If the deposit transaction is greater than 1.5 times the monthly average balance, employ a more persistent campaign of customer contact and offer delivery through the following vehicles:

  • Through e-mail delivery, extend an invitation from the institution's Private Banking organization to attend a private session at which various banking instruments and options would be presented, which would yield financial benefit to the customer.
  • If the customer is an ATM user, initiate a "no fee" ATM offer to be delivered through the in-house ATM system and network.
  • If the institution is authorized to contact the customer by phone, initiate a mortgage discount offer to be delivered via the in-house call center application.
  • If the customer is currently a credit card user, initiate a credit card discount offer to be delivered to the customer via e-mail directly to the customer's inbox.

The aforementioned scenario has more complexity embedded within the event because it's required to provide information to many other in-house applications in addition to performing basic event detection and handling. To facilitate the event automated business decisioning event implementation, database triggers will be used to perform event detection, XSPs will be used to process the various offer delivery options, and Queue Tables will be the primary mechanism for providing offer information to the other in-house applications. The introduction of Queue Tables into the event-based application is an example of asynchronous event propagation. As before, all of the aforementioned features used in the implementation of the event application are imposed directly into the database and a clear demonstration on how the event architecture features of Teradata Database V2R6 can be utilized. For this example, the event flow and processing is best illustrated as a simple flowchart as shown in Figure 4.

EB4334_fig4

Summary

The new Event Architecture features of Teradata Database V2R6 support the ADW vision and introduce a whole new level and range of data warehouse exploitation for supporting both tactical and strategic business automation decisioning. The value proposition for the latest evolution of the ADW is the ability to drive operational events through new event propagation functionality and automatically detecting and acting on business events in addition to continuing to support world-class strategic and decision support initiatives.

The new Teradata Database V2R6 Event Architecture features extend the reach of the business community by offering the following benefits:

  • External Stored Procedures can now be written in C/C++ facilitating the ability to incorporate complex logic into automated business processes that update Executive Business Dashboards, generate ad-hoc marketing notices, replenish inventory automatically, or create and present attention alerts.
  • Events may now be defined directly in the database via Database Triggers. As such, event detection is automatic, and Database Triggers now enable the invocation of Stored Procedures as a result of an action occurring on a Teradata Database relational table. The SQL trigger now becomes the action catalyst for instigating an automated business event.
  • Queue Table capability meets the needs for building applications to support event processing, allows customers to interface the Teradata Database to message-oriented Enterprise Application Integration (EAI) infrastructures, facilitates the inclusion of a Teradata solution into overall existing enterprise architectures, and allows the use of the data warehouse as a real-time enterprise.

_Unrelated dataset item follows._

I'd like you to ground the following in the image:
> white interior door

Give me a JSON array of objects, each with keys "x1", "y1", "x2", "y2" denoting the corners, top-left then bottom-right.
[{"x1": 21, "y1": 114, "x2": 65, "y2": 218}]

The Teradata Database Event Architecture features complement the powerful native inherent analytical capabilities of the Teradata Database and support operational automated business decisioning and strategic business automation. These combined capabilities extend the reach and needs of businesses in the natural evolution to an ADW.

Richard "Rich" J. Charucki has been in the information systems field since 1971. In 1986, Rich became an early Teradata customer while working for a major financial institution on Wall Street. In 1991, he joined Teradata and has been designing, implementing, and supporting data warehouses in the retail, insurance, and telecommunication industries. He currently holds the position of CTO/Database Strategy in the Teradata Product Management organization and is a Teradata Certified Master.